The sunset was godly tonight.
Our house was quiet all evening. It was my night to cook, and for the first time in weeks I had the entire kitchen to myself. My brain was as full as the sky. There is an imperceptible calm that covers the world every night, and yet we are rarely paying enough attention to even notice.
It is October. Octobers are always red to me, pomegranate season. I've lived in San Francisco exactly a year this week. Two years ago this week I moved to Spain. Three years ago this week I broke up with my college boyfriend. Four years ago this week I was in love for the first time. Five years ago...five years ago, Santa Barbara was covered in smoke and fire and I felt guilty for thinking the sunset was prettier after all the smog had cleared.
How calculable is change?
Is it something that politicians can actually bring?

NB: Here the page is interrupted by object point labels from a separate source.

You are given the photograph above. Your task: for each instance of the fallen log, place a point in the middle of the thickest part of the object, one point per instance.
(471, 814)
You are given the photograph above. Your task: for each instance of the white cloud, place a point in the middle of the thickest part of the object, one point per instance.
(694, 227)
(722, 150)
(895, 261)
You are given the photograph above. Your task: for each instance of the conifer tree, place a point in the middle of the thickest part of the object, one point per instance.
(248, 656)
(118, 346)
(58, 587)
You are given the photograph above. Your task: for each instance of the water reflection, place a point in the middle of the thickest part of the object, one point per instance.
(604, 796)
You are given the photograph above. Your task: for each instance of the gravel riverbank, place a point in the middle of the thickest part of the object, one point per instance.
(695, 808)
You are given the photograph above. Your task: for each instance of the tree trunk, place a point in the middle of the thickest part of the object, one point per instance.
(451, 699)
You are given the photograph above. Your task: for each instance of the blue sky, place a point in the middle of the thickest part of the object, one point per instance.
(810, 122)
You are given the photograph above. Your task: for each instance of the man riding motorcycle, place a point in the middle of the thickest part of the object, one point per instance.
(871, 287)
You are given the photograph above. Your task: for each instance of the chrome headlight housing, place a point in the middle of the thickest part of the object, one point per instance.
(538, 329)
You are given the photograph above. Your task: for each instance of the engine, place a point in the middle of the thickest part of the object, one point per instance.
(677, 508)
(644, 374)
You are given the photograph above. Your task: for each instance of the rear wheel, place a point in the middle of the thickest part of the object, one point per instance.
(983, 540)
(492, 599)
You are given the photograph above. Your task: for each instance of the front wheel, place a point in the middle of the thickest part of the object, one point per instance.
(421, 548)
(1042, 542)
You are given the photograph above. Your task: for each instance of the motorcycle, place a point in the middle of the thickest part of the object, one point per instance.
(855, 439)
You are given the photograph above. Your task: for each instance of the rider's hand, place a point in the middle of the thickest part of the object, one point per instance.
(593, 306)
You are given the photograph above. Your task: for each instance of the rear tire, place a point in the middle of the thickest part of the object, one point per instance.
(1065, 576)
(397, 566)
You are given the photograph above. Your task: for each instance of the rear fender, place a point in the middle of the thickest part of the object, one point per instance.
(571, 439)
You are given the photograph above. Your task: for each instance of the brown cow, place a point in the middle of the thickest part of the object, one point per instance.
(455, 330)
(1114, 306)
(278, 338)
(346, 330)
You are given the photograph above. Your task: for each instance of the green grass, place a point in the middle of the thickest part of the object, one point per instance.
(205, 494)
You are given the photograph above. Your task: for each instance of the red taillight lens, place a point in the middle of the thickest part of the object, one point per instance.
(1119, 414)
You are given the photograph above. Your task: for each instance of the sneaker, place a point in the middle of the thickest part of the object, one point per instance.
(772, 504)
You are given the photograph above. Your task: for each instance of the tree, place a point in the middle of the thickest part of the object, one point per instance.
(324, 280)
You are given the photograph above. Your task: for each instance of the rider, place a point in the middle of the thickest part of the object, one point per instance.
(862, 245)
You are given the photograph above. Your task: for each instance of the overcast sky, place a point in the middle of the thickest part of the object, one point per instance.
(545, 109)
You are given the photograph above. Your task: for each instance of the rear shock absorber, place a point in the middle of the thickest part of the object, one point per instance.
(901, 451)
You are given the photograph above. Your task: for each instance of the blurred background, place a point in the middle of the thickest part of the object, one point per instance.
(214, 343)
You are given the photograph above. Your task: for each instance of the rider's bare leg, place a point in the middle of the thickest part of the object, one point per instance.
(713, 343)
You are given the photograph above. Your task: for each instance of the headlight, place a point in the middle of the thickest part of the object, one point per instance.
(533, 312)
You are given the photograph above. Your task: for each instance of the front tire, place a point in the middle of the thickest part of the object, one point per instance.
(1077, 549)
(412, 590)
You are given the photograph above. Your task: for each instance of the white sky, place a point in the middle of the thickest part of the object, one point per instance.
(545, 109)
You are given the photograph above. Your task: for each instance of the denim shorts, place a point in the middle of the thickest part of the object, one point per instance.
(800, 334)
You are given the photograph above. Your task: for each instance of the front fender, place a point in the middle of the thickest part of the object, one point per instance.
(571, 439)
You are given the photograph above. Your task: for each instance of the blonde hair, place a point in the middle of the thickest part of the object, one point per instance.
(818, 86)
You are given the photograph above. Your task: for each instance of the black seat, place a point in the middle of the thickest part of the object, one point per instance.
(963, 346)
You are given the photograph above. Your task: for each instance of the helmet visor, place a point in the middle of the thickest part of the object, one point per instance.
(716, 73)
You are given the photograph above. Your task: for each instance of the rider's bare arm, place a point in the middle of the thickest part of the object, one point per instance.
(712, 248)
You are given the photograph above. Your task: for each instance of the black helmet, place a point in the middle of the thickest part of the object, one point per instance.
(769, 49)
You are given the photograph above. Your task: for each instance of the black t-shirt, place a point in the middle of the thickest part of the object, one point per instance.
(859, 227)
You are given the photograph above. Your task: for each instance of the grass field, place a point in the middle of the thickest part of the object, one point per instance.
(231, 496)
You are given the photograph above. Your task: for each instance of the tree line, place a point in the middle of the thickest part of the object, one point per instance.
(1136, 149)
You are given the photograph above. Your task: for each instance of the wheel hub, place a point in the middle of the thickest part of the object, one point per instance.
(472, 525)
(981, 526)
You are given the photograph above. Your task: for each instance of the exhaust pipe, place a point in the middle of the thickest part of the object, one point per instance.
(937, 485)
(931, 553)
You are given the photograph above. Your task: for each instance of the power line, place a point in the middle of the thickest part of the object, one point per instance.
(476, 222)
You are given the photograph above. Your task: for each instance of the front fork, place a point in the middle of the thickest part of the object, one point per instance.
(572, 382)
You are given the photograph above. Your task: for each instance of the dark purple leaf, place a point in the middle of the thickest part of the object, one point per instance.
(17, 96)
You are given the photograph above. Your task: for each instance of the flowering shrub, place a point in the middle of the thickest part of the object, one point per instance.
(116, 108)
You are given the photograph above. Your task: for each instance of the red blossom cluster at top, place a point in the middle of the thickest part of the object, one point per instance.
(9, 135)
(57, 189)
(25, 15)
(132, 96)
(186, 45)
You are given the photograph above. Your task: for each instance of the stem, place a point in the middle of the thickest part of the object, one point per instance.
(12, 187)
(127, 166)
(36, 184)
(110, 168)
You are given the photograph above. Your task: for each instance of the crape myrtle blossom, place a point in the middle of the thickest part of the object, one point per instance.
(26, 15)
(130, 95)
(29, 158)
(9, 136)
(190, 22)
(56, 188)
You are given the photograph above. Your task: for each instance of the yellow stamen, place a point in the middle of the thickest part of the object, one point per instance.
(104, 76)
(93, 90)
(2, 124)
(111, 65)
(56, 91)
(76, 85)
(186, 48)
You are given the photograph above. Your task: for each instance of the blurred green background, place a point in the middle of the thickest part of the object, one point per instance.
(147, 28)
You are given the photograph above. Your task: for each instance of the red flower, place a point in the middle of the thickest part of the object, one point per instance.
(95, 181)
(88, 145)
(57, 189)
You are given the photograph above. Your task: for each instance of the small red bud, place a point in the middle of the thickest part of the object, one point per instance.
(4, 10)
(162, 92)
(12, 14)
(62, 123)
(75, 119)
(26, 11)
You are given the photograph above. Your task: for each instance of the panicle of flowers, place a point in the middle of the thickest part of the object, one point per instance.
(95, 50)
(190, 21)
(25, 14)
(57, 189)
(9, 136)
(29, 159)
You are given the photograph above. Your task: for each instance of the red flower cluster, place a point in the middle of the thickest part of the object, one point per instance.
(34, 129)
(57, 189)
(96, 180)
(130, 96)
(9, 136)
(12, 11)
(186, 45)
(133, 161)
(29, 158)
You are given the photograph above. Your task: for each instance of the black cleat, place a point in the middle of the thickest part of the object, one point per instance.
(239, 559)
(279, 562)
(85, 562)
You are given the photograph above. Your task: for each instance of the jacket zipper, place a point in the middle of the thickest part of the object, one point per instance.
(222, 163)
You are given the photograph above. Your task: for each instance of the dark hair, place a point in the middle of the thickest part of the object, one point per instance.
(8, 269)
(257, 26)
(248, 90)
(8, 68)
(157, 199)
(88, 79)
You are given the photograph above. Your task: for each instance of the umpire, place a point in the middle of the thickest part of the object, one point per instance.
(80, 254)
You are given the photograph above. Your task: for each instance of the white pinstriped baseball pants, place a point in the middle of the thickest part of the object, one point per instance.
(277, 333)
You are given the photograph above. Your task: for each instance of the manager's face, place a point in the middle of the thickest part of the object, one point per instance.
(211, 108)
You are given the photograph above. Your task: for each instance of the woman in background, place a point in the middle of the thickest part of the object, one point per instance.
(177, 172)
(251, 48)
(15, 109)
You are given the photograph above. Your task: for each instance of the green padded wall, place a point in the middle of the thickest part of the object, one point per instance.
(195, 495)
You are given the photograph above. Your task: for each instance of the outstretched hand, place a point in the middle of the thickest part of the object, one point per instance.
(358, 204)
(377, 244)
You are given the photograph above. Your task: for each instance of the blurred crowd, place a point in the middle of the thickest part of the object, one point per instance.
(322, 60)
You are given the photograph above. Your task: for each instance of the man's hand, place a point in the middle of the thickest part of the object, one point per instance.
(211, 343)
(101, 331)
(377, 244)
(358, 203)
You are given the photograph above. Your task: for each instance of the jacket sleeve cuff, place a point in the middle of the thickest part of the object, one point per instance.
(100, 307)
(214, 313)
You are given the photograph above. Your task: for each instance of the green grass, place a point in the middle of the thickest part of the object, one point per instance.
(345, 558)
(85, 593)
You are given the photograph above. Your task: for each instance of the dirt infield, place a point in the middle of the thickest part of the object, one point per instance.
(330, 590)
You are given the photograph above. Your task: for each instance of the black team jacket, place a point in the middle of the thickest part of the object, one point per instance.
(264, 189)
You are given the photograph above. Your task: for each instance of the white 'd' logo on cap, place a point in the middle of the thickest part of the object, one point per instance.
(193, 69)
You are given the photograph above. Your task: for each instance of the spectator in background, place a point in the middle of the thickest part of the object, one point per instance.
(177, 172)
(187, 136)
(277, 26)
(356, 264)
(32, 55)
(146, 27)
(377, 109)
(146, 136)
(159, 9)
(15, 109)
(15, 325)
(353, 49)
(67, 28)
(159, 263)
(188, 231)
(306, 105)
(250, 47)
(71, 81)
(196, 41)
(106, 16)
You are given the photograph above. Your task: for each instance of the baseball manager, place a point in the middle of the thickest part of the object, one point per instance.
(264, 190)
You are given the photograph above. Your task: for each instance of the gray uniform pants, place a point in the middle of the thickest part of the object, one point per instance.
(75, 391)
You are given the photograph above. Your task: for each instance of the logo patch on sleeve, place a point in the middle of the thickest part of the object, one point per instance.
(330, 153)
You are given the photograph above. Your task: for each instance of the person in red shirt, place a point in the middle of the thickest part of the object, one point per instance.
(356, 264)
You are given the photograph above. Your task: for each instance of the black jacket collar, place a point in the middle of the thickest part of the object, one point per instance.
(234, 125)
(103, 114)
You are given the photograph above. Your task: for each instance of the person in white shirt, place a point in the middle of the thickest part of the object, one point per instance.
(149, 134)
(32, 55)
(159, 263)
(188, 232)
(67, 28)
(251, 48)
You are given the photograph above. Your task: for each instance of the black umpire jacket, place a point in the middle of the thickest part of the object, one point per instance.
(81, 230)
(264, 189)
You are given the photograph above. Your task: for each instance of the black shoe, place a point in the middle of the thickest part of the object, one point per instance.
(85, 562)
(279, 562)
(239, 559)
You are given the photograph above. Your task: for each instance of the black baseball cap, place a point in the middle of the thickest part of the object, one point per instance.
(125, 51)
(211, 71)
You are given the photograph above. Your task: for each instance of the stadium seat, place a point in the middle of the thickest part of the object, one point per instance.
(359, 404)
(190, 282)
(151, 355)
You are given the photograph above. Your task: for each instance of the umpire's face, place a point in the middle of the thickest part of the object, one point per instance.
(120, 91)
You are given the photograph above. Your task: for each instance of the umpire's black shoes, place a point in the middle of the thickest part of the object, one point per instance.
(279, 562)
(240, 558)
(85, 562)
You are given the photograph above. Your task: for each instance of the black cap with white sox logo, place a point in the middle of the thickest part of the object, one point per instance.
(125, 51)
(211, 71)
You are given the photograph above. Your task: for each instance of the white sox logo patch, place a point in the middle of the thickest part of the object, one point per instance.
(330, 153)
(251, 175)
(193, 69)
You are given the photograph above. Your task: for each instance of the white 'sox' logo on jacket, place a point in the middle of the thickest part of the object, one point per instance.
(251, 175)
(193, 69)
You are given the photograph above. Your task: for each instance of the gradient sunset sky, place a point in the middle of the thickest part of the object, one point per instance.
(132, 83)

Is the change we seek the same as the change we need? Do we notice good change as much as bad?
I try to. When the workmen finish on our block, I notice the smooth, slick asphalt. When a student at our school finally understands the difference between "he" and "she," we point it out. When the office staff adopted compost and recycling, we put up green and blue reminders all over the walls. When my blood sugar is normal, I give myself a golf clap.
When we have a new, progressive president, I'll stop holding my breath for health care reform, an economy with potential, and a set of ideals that might just be that--ideas.